The following services may be provided by or through HTTP; SOAP applications may use them when the HTTP binding is in use.

• authentication - The mechanism described in RFC2617 may be used to provide authentication from the client to the server.
• encryption - The SSL or TLS (RFC2246) protocols may be used in conjunction with HTTP to provide transport encryption. Additionally, it may provide authentication both from the client to the server and from the server to the client, with appropriate configuration.
• format negotiation - clients can advertise the Content-Types, including encapsulation formats, which they are willing to receive with the "Accept" HTTP request header.
• compression - HTTP message compression can be negotiated through either the Accept-Encoding/Content-Encoding mechanism, or the TE/Transfer-Encoding mechanism.
• message caching - The mechanisms described in section 13 of RFC2616 can be used to cache and reuse SOAP envelopes which are carried in HTTP responses.
• message integrity - The Content-MD5 HTTP header, as document in RFC2616 section 14.15, may be used as an integrity assurance mechanism (with the same caveats expressed therein).

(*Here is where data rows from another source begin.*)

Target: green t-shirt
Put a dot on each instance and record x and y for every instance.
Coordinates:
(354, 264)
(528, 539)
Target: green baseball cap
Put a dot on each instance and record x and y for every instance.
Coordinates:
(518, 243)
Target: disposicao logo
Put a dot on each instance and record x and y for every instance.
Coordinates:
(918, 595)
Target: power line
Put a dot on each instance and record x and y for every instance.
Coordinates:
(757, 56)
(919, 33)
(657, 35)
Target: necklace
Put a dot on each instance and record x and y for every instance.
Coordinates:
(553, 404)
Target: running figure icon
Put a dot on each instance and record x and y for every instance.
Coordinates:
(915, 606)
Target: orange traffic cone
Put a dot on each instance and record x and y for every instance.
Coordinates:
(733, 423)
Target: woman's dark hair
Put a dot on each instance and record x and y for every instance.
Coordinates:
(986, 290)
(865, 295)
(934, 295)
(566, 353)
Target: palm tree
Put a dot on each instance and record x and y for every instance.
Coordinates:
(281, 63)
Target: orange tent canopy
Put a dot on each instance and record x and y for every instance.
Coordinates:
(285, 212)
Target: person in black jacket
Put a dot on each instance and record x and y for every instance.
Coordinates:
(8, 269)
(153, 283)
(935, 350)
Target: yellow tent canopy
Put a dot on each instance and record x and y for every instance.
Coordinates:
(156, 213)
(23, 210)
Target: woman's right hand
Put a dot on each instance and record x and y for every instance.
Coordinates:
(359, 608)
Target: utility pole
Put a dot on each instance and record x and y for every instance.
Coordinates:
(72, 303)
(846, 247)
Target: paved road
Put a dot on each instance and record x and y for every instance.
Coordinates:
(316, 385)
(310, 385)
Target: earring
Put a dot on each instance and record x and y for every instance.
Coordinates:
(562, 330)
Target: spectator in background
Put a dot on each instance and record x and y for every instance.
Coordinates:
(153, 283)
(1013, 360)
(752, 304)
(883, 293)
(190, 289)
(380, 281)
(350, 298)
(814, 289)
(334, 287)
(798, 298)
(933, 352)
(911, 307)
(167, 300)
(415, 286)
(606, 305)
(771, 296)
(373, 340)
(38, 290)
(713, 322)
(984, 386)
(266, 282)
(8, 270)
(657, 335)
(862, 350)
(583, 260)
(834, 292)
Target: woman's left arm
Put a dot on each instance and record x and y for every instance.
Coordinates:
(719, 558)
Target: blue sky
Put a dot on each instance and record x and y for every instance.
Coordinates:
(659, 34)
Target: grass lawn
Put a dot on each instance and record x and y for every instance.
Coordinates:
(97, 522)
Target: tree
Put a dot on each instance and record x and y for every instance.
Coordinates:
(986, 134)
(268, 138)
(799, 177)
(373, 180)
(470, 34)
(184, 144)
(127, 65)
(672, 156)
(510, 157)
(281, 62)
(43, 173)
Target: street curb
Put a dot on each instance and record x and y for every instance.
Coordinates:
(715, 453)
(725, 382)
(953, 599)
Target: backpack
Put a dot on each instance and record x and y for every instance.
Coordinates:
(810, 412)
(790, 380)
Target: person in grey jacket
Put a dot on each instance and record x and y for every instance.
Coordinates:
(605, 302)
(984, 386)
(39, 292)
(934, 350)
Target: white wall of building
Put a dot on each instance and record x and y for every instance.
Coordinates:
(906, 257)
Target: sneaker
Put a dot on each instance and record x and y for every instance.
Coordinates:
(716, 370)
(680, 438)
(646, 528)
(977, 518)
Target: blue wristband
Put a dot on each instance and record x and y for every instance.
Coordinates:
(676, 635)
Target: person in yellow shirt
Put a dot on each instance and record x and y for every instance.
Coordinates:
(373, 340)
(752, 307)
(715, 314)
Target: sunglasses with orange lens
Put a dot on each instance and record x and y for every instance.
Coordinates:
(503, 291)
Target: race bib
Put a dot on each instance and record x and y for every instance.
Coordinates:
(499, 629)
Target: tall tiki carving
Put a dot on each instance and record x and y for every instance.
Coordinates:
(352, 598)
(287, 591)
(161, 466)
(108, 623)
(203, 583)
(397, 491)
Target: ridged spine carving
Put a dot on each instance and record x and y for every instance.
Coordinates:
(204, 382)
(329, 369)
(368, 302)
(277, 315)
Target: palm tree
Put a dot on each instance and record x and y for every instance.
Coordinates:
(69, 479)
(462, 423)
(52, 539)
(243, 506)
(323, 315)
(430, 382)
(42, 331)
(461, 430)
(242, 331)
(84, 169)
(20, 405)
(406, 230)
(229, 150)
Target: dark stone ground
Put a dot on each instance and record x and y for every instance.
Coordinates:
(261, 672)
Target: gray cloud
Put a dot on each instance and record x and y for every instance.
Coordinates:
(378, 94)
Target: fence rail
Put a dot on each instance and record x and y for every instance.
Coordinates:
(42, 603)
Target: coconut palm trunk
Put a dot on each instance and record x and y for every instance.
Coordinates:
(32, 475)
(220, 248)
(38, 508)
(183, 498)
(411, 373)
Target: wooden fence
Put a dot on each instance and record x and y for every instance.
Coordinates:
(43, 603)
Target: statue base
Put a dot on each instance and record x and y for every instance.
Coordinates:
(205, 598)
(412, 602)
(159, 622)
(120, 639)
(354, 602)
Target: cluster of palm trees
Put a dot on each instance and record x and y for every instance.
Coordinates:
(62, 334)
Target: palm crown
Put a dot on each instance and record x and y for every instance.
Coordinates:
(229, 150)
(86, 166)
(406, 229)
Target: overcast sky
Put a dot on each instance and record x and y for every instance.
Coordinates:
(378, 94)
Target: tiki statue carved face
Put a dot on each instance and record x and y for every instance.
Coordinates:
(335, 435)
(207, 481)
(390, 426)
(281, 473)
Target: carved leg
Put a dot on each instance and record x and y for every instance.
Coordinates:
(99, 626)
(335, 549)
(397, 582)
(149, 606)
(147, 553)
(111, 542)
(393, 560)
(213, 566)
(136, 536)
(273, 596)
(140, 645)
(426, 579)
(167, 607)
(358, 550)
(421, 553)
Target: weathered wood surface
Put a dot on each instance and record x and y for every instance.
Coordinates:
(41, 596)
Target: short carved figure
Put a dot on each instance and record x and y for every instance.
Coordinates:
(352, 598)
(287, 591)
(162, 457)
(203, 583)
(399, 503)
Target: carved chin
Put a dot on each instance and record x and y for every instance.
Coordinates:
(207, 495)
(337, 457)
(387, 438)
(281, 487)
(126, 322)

This is not a complete feature list for HTTP/1.1; please refer to RFC2616 for more information.

Implementation Notes (non-normative)

HTTP implementations will typically time out if there is an unacceptable delay between the request and response messages; the exact timing is implementation-dependent. Additionally, HTTP intermediaries may transform and/or cache messages as they pass through; use of the Cache-Control mechanisms (RFC2616, section 14.9) may or may not prevent them from doing so.

Some intermediary and server implementations may restrict the size of the request message; they might signal their unwillingness to handle a larger request entity through the 413 status code; see RFC2616 section 10.4.14.